The Python package astropy extends numpy arrays to include units.[0]
It can convert between equivalent units (e.g., centimeters and kilometers), and will complain if you try to add quantities that aren't commensurate (e.g., grams and seconds).
The nice thing about this is that you can write functions that expect unit-ful quantities, and all the conversions will be done automatically for you. And if someone passes an incorrect unit, the system will automatically spit out an error.
When I first started to learn Ada, I found it one of the most verbose languages I’ve ever used. Now I find myself practicing those wordy conventions in other languages too.

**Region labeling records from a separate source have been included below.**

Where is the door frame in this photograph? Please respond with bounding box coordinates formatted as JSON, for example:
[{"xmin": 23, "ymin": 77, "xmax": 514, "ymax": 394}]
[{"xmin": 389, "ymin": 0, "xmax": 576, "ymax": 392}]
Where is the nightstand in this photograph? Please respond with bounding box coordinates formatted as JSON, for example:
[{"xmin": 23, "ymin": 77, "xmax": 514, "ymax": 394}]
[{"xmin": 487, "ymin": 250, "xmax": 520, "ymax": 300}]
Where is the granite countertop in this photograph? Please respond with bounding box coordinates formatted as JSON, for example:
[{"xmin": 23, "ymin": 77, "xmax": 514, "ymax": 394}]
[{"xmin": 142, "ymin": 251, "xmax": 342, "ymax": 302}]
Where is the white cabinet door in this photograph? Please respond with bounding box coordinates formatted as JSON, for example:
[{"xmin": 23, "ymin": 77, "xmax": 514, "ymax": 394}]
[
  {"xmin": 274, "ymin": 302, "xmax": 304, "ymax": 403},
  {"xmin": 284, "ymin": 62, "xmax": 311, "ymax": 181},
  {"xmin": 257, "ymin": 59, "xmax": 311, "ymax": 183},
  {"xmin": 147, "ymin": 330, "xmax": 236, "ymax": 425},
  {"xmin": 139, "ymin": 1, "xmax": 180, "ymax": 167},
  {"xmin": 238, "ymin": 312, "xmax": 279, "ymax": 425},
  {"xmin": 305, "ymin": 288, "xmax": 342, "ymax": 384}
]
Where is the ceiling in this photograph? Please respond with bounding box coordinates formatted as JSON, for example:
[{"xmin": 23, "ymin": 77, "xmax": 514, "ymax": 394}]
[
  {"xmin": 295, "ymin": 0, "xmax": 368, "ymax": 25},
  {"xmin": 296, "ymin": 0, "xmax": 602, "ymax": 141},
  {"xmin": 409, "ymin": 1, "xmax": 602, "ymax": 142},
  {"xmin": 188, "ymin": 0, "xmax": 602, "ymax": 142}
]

Have you come across a system or language that handles units and their combinations / conversions well? I have a project I want to undertake but I feel like every time I start to deal with units in the way I feel is "proper" I end up starting to write a unit of measure library and give up.
You don't need a type system to do this. Generic operators/functions and composite structures are sufficient and more flexible. Some languages let you encode this in type systems as well, but that's an orthogonal feature.
I'm sorry, but this whole comment section is in some collective psychosis from 2010. You don't need to mangle variable names or create custom types (and then the insane machinery to have them all interact properly)
Have none of you ever refactored code..? Or all of your writing C?
Your library should just expose an interface/protocol signature. Program to interfaces. Anything that is passed in should just implement the protocol. The sleep function should not be aware or care about the input type AT ALL. All it requires is the input to implement an "as-milliseconds()" function that returns a millisecond value. You can then change any internal representation as your requirements change
That's also a custom type. But for libraries, custom types for everything in interface definitions are problematic. Let's say you use library A which has some functions that take a time delta, and another library B, that also has functions which take time deltas. Now both library would define their own time delta type, and you have two types for time deltas in your application and most likely need to add an additional 'meta time delta type' which can be converted to the library specific time deltas types. This will explode very quickly into lots of boilerplate code and is a good reason to use 'primitive types' in interfaces.
If you replace 'time delta' with 'strings' then the problem becomes more apparent. Each library defining its own string type would be a mess.
If you are working with a crappy language then that's probably true. But it doesn't have to be a lot of boilerplate and it can be local in scope. In Clojure it's a one-liner.
And sure it can just be doing something as simple as returning an internal value directly or calling some common stringifying method. You do have a good point that you may have redundant stringifying protocols across libraries - which sucks.
> This will explode very quickly into lots of boilerplate code and is a good reason to use 'primitive types' in interfaces.
I feel you were so close and missed :) The natural conclusion would be to have primitive interfaces - not primitive types. This way libraries only need to agree to adhere to an interface (and not an implementation)
> Have none of you ever refactored code..? Or all of your writing C?
You seem to ignore the much broader context here: the article wasn't just about code. It included configuration files and HTTP requests.
It's also worth noting that depending on the language in question and the usage pattern of the function/method, using interfaces or protocols can cause considerable overhead when simply using a proper descriptive name is free.
Having everything work this way makes it so much easier to review code for errors. Without this means that as a reviewer you must either trust that the units and conversions are correct or you should do some spelunking to make sure that the inputs and outputs are all in the right units.